In phantom study, a significant difference was observed in uncorrected H/M among three gamma camera systems using LEHR or MEC (2.09 +/- 0.06 vs. 2.58 +/- 0.03 in GCA7200 camera, 2.00 +/- 0.07 vs. 2.42 +/- 0.06 in DS7 camera and 2.16 +/- 0.04 vs. 2.67 +/- 0.07 in Vertex plus camera). However, there was no significant difference in corrected H/M among the three gamma camera systems, either with LEHR or MEC (2.70 +/- 0.07 vs. 2.69 +/- 0.07 in GCA7200 camera, 2.66 +/- 0.08 vs. 2.61 +/- 0.05 in DS7 camera and 2.66 +/- 0.05 vs. 2.61 +/- 0.05 in Vertex plus camera).
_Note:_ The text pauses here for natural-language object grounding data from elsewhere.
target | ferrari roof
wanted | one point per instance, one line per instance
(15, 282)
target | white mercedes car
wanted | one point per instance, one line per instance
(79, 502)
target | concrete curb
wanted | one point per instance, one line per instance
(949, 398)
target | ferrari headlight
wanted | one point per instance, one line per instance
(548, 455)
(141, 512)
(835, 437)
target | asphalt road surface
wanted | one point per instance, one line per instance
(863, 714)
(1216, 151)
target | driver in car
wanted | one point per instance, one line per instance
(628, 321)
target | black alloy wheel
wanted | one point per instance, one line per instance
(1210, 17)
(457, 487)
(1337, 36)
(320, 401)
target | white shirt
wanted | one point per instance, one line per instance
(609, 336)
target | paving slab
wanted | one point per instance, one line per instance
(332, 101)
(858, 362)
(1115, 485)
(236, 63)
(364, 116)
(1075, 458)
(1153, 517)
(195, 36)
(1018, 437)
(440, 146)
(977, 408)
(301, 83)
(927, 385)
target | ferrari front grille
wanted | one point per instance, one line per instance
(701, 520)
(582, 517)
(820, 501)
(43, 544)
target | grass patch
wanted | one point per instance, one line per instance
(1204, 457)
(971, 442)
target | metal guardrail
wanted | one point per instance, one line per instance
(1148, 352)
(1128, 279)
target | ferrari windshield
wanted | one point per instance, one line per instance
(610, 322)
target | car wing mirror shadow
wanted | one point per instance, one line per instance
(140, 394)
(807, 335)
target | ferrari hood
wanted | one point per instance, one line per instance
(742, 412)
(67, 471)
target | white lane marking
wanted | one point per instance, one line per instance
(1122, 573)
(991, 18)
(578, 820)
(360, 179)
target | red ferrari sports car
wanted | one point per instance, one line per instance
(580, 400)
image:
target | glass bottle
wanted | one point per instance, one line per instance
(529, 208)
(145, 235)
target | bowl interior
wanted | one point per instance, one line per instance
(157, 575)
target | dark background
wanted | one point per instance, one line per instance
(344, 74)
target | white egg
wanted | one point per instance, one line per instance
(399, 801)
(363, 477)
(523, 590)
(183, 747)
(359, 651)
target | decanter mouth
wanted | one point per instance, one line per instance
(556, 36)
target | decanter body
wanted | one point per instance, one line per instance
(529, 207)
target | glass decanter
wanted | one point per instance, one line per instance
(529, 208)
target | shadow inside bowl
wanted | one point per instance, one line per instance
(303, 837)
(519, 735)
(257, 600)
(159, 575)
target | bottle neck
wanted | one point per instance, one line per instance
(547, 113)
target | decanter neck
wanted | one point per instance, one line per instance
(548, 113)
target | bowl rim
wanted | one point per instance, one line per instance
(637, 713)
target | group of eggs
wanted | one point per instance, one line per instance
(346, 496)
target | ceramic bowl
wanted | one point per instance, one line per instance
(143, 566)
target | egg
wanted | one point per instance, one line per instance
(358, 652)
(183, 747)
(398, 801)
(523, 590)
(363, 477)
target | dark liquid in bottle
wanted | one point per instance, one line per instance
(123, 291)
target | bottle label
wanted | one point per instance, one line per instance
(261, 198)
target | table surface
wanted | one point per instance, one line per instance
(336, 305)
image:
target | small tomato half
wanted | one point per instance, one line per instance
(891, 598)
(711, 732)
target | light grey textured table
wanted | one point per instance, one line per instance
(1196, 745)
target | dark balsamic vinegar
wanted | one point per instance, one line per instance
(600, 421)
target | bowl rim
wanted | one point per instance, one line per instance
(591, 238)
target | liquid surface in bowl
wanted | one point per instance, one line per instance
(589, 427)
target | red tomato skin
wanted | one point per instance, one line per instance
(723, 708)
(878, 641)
In human study, uncorrected H/M in DS7 camera with LEHC was significantly lower than that in GCA7200 camera with MEC (1.60 +/- 0.37 vs. 1.85 +/- 0.54, N = 14). In contrast, the difference was insignificant in corrected H/M (2.12 +/- 0.59 vs. 2.16 +/- 0.68). There was a very excellent correlation in corrected H/M between DS7 and GCA7200 cameras (r = 0.991, p < 0.001).

CONCLUSION

This study demonstrated that scatter correction by the two-window method standardizes the H/M in MIBG scintigraphy either with LEHR or MEC. Scatter corrected H/M can be applied to measure a standardized parameter of MIBG uptake in human clinical studies using various gamma camera systems.

摘要

未标记

心脏与纵隔计数比(H/M)一直被普遍用作心肌I-123 MIBG摄取的指标。然而,不同伽马相机系统之间H/M的正常范围存在显著差异。本研究的目的是阐明双窗法散射校正是否能使不同伽马相机系统的H/M标准化。

方法

在体模和人体研究中,结合低能高分辨率准直器(LEHR)和中能准直器(MEC),采集未校正和校正后的MIBG图像。对于散射校正,主窗成像采用159 keV±10%的能量窗宽,上窗成像采用193 keV±9.5%的能量窗宽进行散射校正。

结果

在体模研究中,使用LEHR或MEC的三种伽马相机系统未校正的H/M存在显著差异(GCA7200相机中为2.09±0.06对2.58±0.03,DS7相机中为2.00±0.07对2.42±0.06,Vertex plus相机中为2.16±0.04对2.67±0.07)。然而,三种伽马相机系统校正后的H/M无论是使用LEHR还是MEC均无显著差异(GCA7200相机中为2.70±0.07对2.69±0.07,DS7相机中为2.66±0.08对2.61±0.05,Vertex plus相机中为2.66±0.05对2.61±0.05)。在人体研究中,使用LEHC的DS7相机未校正的H/M显著低于使用MEC的GCA7200相机(1.60±0.37对1.85±0.54,N = 14)。相比之下,校正后的H/M差异不显著(2.12±0.59对2.16±0.68)。DS7和GCA7200相机校正后的H/M之间存在非常好的相关性(r = 0.991,p < 0.001)。

结论

本研究表明,双窗法散射校正可使使用LEHR或MEC的MIBG闪烁显像中的H/M标准化。散射校正后的H/M可用于在使用各种伽马相机系统的人体临床研究中测量MIBG摄取的标准化参数。